Saya kira, jalan yang terbaik adalah ajak semua masyarakat, terlepas dari etnis dan agama masing-masing, untuk menggunakan hak mereka secara demokratis, demi pembangunan daerah lebih baik lagi di masa yang akan datang. Merekalah penentu masa depan. Bukan pada kandidat.  Jika ini dilakukan, saya yakin, harapan masyarakat akan cepat terwujud, seperti kesejahteraan dan kemakmuran. Semoga.

Restrospeksi Justice

Problem lain yang sering menjadi tontonan kurang mengenakkan dalam proses pem­bangunan bangsa dan negara, adalah persoalan hukum. Banyak produk hukum dibuat, tetapi tidak diterapkan secara maksimal attau bahkan dilanggar. Kalau toh diterapkan, biasanya dipergunakan yang hanya menguntungkan kelompoknya saja. Persoalan inilah yang membuat ma­syarakat bingung. Mereka akan mencontoh siapa dan menggunakan hukum yang ma­na. Karena produk hukum yang dibuat biasanya hanya dijadikan alat untuk me­ne­gakkan hukum yang menguntungkan pihak-pihak tertentu. Dalam kata lain, pene­gakkan hukum ibarat penggunaan pisau. Tajam ke bawah, tumpul pada bagian atas. Banyak contoh dapat kita saksikan, misalnya, mereka yang mencuri buah kakau di­selesaikan lewat proses hukum. Mencuri sandal jepit dihukum, sementara korupsi terabaikan dan para koruptor dengan seenaknya gentayangan di mana-mana. Padahal, jika menerepkan restrospeksi justice,  per­soalan hukum berskala kecil, dapat diselesaikan secara kekeluargaan. Toh, kita ini bangsa Indonesia, yang katanya ramah dan penuh persaudaraan, dengan tradisi dan budaya lokal yang bijak, bukan bangsa Barat.

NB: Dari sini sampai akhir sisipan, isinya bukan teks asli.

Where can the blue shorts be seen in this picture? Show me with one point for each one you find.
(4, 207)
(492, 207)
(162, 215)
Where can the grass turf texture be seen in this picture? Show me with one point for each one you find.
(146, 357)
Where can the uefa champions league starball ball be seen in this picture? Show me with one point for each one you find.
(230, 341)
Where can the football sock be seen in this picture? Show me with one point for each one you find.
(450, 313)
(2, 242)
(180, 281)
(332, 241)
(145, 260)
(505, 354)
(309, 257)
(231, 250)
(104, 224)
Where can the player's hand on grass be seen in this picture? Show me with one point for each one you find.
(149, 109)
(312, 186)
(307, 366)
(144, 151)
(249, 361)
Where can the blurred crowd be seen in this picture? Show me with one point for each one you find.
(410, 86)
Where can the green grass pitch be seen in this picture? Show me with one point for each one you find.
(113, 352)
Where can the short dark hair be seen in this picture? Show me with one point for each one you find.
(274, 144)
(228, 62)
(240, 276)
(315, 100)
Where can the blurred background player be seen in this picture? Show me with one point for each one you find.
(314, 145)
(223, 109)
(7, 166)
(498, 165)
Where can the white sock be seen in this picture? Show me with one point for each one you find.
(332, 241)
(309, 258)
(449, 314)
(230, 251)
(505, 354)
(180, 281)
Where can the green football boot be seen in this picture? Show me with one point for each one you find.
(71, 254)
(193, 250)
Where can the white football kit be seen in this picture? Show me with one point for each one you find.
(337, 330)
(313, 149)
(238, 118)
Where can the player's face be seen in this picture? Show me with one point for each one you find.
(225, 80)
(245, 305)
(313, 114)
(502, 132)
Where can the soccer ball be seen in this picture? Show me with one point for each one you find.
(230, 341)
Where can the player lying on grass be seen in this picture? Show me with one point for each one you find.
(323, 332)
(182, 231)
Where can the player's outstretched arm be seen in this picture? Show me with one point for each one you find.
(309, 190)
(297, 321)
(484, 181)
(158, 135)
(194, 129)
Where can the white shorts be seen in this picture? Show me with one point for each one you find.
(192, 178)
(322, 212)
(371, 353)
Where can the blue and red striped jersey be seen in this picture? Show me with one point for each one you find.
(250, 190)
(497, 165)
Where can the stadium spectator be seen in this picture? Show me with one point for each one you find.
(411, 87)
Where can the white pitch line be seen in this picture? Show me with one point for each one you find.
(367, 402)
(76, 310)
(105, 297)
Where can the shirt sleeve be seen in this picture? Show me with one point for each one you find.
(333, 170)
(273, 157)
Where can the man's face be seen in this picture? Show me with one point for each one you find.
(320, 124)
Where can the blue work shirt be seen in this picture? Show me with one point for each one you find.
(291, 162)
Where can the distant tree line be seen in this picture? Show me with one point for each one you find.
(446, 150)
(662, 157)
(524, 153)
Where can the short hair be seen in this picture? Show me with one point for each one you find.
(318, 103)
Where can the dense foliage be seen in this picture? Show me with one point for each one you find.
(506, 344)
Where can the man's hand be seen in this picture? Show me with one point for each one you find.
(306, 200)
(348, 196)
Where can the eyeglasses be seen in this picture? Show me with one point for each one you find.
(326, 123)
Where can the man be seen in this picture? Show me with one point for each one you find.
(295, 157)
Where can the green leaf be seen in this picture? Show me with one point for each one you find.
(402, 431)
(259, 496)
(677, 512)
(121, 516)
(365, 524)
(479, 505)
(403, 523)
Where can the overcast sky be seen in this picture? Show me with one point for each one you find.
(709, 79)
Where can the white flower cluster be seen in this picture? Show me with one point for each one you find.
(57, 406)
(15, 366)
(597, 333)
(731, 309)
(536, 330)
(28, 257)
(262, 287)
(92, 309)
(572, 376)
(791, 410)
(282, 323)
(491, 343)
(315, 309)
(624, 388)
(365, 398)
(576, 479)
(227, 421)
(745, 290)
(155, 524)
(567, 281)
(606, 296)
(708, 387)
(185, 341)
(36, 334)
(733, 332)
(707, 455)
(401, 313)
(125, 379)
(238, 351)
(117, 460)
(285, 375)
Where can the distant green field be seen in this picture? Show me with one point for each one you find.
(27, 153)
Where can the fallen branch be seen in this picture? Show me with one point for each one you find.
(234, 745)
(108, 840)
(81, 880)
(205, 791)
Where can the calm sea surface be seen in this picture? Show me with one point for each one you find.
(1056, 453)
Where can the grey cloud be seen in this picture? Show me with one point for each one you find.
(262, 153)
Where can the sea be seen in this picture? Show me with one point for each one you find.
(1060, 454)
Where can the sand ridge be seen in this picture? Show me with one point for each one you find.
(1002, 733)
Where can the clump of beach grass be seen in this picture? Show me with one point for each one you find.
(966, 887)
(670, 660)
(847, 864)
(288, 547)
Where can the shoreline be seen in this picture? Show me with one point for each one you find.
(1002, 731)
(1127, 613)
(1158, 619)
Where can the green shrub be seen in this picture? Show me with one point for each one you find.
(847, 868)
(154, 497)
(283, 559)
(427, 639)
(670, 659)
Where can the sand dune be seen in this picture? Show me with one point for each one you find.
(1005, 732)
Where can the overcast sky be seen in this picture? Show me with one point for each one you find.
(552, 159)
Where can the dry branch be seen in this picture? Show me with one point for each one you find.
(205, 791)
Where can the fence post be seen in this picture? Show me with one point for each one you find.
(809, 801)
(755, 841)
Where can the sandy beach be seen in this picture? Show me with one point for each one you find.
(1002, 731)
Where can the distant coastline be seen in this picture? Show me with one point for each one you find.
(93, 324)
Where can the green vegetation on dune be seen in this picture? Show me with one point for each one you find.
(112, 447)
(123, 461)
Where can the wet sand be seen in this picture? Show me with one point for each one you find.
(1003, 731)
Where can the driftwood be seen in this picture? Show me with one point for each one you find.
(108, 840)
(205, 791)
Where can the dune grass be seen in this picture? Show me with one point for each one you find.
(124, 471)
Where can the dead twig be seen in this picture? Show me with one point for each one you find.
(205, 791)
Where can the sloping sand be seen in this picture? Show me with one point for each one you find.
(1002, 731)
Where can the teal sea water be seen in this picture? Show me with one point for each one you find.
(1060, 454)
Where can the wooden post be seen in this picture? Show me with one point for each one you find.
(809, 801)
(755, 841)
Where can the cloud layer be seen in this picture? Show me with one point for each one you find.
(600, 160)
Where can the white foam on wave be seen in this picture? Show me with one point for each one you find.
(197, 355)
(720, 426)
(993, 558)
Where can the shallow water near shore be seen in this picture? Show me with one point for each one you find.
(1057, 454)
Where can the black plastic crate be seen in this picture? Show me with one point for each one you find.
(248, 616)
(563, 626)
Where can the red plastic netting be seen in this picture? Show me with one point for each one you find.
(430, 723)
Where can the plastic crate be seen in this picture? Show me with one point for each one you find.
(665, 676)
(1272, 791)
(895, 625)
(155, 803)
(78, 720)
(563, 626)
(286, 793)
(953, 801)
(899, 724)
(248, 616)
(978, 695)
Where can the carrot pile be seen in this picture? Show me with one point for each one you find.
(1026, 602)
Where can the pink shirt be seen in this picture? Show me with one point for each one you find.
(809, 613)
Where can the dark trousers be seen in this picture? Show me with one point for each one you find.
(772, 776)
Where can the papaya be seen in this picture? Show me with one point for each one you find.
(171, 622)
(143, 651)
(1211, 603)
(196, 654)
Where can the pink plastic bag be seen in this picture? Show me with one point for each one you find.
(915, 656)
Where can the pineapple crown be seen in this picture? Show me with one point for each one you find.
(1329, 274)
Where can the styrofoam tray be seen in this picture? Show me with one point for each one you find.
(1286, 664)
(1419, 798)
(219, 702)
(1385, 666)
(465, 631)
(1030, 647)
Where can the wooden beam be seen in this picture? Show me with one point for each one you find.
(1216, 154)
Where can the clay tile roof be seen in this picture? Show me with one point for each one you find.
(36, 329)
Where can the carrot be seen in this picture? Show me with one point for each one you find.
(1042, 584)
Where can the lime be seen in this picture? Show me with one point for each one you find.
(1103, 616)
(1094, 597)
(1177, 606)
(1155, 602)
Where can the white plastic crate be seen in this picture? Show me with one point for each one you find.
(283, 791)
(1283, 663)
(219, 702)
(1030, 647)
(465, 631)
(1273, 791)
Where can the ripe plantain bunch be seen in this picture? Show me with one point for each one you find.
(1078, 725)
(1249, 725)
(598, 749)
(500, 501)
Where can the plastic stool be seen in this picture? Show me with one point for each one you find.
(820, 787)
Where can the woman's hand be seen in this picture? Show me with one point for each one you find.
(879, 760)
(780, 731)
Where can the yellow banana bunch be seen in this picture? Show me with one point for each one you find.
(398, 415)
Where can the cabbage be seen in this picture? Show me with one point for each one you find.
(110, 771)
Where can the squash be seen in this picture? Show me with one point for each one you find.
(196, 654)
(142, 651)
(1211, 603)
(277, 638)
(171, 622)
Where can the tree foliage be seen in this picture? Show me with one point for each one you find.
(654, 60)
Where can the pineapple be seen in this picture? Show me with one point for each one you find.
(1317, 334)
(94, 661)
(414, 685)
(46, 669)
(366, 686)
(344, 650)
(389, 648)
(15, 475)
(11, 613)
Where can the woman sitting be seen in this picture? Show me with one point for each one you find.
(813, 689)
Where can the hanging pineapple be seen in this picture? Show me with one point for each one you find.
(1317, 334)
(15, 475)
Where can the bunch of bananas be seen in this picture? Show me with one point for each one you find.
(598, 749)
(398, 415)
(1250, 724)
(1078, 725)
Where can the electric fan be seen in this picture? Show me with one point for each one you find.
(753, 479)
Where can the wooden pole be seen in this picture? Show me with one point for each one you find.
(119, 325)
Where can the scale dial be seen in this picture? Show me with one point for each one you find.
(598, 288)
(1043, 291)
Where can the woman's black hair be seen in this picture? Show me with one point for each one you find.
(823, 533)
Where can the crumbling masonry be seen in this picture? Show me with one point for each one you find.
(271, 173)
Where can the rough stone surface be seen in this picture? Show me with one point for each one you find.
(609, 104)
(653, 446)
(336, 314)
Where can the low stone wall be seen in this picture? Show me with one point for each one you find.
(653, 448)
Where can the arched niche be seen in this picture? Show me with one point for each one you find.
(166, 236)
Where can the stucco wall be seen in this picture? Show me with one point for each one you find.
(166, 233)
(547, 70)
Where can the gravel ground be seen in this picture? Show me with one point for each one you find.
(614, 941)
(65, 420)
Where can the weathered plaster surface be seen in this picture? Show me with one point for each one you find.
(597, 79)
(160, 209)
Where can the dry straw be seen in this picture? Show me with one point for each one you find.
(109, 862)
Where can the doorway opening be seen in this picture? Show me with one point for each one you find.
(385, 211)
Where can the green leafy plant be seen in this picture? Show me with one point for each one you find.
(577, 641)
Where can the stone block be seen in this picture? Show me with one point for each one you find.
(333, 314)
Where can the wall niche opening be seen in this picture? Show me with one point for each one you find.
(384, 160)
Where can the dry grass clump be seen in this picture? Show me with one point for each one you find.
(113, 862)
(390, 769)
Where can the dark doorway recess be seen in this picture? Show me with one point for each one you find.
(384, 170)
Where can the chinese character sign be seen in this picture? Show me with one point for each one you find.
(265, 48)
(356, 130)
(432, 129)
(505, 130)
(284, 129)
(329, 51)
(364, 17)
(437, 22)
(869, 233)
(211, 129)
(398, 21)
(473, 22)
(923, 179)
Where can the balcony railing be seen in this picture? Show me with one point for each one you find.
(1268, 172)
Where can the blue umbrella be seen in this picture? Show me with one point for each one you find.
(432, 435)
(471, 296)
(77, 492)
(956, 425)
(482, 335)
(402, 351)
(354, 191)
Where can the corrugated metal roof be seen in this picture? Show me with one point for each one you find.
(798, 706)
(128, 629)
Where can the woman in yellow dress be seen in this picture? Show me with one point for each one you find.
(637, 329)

Kepastian dan keadilan dalam penegakan hukum, menjadi harapan besar masyarakat Jakarta di masa mendatang. Semoga Pemilihan Kepala daerah yang dilakukan secara serentak dilakukan tahun ini, bukan trial and error, tapi barometer keberhasilan  proses demokratisasi di Indonesia, sehingga proses penyelesai­an hukum  berjalan dengan baik, tanpa mengenal posisi, status dan jabatan seseorang.  Semua masyarakat, sama di mata hukum.Wassalam.

Penulis adalah Guru Besar dan Wakil Rektor Bidang Kerjasama UIN Jakarta. Artikel dimuat Koran Tangsel, Senin 31 Agustus 2015.